Anthocyanins (also anthocyans; from Greek anthos “flower” and kyaneos/kyanous “dark blue”) are a group of biological pigments. They are soluble in water and alcohols and insoluble in apolar organic solvents. Anthocyanins may appear red, purple or blue depending on the pH and they are among natural pigments used as colorants. Anthocyanins are mostly found in flowers and fruits but they can also be present in leaves, stems and roots.

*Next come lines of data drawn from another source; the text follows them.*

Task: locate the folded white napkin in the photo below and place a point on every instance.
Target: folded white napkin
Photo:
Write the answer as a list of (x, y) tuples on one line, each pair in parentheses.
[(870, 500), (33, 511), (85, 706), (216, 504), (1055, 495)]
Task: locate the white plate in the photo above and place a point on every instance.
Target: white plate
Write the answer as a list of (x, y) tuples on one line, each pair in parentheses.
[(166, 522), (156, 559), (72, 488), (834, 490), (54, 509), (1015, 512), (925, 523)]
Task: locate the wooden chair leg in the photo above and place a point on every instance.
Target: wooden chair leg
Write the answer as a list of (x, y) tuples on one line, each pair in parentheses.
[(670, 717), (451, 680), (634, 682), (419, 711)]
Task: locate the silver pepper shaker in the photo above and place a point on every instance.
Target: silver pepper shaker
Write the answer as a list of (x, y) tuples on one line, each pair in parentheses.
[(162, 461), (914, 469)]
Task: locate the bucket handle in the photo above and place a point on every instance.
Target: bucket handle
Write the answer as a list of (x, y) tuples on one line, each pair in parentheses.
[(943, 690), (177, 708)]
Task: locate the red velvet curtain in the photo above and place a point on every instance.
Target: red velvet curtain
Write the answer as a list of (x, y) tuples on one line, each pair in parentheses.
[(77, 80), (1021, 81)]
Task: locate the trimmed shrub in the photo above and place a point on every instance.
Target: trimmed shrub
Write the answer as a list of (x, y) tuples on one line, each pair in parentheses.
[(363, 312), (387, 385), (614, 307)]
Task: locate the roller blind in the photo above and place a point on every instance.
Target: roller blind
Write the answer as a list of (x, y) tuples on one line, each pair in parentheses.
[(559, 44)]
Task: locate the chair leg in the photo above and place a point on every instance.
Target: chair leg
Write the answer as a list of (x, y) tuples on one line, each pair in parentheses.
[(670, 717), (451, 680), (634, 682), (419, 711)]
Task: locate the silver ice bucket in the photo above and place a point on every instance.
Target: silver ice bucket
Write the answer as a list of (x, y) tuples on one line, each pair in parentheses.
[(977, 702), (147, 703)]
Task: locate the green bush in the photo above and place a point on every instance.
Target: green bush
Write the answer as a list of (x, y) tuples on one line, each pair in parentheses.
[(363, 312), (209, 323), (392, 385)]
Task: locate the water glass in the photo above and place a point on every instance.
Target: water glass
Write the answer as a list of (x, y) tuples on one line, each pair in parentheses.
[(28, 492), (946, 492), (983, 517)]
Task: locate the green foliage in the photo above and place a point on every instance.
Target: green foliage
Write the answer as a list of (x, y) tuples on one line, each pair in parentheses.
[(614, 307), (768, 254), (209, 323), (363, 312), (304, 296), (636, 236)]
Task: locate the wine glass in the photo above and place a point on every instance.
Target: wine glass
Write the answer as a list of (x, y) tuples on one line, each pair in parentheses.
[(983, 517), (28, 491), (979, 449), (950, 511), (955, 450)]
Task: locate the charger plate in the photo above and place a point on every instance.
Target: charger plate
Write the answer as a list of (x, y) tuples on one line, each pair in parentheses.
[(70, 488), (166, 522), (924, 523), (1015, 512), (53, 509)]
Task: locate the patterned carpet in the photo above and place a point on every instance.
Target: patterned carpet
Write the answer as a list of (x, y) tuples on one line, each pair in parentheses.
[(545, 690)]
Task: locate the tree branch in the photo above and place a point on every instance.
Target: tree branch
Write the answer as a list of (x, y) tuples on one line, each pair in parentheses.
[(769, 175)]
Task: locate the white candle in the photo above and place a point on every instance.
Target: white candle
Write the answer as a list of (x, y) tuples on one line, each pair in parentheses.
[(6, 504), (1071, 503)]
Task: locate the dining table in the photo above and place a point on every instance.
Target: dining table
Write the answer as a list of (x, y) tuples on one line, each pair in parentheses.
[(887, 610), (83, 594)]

Many plants are rich in anthocyanins and many flowers and fruits owe their color to anthocyanins. Roughly 2% of all hydrocarbons fixed in photosynthesis are converted into flavonoids and their derivatives such as anthocyanins. Seed coat of black soybean approximately contains 2 g per 100 g, the highest recorded amount. Anyway, they are also many plants with very low or even without any anthocyanin content. Among plants rich in anthocyanins are blueberry, cranberry, bilberry, black berry, black raspberry, red raspberry, blackcurrant, cherry, eggplant peel, black rice, Okinawan sweet potato, concord grape, muscadine grape, red cabbage and viola.
Anthocyanins are plant pigments of the flavonoid class where flavonoids are natural products derived from flavone. Anthocyanins are formed from anthocyanidins by addition of sugars (very often glucose) to them where anthocyanidins are oxygenated derivatives of flavylium salts.
Examples include: Pelargonidin, an anthocyanidin with a characteristic orange color used in food and industrial dyes; Callistephin, an anthocyanin formed from pelargonidin and glucose, it is found in pomegranate juice, strawberries, purple corn, and also berry skins of Cabernet Sauvignon and Pinot Noir grapes.